On 15 December 1994, the City of Nunawading was abolished, and along with the City of Box Hill, was merged into the newly created City of Whitehorse.

Council meetings were held at the Nunawading Town Hall, on Whitehorse Road, Nunawading. It is used today for the same purpose by the City of Whitehorse.

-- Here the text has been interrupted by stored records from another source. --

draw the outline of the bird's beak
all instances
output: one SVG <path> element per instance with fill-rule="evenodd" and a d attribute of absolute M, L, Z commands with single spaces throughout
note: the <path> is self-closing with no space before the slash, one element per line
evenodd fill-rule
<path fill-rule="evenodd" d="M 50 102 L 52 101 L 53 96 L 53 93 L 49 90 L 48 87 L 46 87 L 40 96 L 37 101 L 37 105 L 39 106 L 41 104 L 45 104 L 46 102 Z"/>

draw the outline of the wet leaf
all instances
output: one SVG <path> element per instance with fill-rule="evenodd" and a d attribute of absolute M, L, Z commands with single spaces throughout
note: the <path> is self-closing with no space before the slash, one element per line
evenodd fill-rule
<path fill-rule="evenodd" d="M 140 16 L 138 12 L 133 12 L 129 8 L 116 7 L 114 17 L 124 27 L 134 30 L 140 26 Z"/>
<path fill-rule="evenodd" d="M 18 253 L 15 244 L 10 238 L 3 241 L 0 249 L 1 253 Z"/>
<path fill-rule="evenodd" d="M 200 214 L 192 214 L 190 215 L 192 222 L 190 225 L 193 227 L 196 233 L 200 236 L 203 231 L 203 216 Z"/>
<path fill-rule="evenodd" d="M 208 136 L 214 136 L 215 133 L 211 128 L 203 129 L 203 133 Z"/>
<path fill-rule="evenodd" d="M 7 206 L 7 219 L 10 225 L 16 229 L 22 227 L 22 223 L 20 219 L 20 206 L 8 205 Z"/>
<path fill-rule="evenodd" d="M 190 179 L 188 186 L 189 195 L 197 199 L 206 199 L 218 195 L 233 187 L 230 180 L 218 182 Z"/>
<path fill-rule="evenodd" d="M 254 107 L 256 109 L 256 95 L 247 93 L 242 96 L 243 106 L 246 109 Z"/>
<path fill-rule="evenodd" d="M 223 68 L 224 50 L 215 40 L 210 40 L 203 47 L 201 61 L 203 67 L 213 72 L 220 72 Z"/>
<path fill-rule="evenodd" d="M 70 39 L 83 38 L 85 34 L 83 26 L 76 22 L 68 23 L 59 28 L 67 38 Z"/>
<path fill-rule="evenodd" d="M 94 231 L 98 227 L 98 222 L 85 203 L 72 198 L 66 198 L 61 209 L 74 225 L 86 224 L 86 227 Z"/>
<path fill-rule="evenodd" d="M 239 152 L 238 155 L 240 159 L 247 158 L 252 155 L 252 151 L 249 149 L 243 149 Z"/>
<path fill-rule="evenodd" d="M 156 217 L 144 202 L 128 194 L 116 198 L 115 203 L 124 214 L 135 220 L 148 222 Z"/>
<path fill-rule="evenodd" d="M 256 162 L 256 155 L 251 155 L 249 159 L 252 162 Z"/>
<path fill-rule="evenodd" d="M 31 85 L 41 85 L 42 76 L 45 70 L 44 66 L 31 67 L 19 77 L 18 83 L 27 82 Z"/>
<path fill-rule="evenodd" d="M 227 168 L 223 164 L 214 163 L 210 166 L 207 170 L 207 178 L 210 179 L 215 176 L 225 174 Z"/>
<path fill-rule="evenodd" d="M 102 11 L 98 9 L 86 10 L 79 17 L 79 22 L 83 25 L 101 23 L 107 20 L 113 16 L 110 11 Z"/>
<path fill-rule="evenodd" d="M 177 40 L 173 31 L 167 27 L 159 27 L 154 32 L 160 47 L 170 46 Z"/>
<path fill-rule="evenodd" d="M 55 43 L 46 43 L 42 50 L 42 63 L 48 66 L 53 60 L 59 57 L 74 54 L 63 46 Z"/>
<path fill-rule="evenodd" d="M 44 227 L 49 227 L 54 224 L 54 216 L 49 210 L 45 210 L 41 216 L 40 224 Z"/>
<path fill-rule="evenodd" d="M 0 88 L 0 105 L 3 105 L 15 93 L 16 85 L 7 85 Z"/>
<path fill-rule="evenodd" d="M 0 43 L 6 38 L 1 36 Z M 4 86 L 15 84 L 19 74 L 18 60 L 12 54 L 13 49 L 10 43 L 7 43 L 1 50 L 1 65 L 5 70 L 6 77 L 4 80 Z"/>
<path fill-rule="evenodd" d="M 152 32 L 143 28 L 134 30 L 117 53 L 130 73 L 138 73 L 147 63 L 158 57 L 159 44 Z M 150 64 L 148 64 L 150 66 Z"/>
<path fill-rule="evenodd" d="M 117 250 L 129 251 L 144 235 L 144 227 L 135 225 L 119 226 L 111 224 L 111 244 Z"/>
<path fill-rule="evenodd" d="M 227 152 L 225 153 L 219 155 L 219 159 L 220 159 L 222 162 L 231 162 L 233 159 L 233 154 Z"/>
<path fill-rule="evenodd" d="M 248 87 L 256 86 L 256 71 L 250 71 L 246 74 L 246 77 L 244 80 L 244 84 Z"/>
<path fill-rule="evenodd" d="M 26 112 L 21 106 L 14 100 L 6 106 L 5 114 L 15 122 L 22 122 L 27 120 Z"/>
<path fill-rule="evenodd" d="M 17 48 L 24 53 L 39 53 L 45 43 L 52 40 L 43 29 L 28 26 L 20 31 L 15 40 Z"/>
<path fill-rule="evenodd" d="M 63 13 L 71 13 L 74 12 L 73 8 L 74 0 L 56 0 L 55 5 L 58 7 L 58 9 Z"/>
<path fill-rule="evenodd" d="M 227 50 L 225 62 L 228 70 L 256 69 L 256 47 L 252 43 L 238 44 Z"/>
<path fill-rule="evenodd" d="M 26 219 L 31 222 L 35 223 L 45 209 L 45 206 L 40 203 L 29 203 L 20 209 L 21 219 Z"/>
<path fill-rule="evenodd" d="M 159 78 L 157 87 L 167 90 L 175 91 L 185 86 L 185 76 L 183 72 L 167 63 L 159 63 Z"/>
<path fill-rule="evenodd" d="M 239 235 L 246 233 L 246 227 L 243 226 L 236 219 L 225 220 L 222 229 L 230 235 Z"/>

Cr Noel Spurr OAM was elected the last Mayor of Nunawading, and in 1997 was elected to the inaugural Whitehorse City Council.

==Wards==
The City of Nunawading was subdivided into four wards, each electing three councillors. The wards were divided from each other by Canterbury Road and Springvale Road:
- North West Ward
- North East Ward
- South West Ward
- South East Ward

As the Shire of Blackburn and Mitcham, it also had several wards, including Blackburn Ward.

==Suburbs==
- Blackburn
- Blackburn North
- Blackburn South
- Burwood East
- Forest Hill
- Mitcham (shared with the City of Doncaster & Templestowe)
- Nunawading*
- Vermont
- Vermont South

- Council seat.

==Population==

| Year | Population |
|---|---|
| 1933 | 7,131 |
| 1954 | 23,855 |
| 1958 | 38,600* |
| 1961 | 53,246 |
| 1966 | 74,554 |
| 1971 | 90,702 |
| 1976 | 94,325 |
| 1981 | 97,052 |
| 1986 | 93,482 |
| 1991 | 91,468 |

- Estimate in the 1958 Victorian Year Book.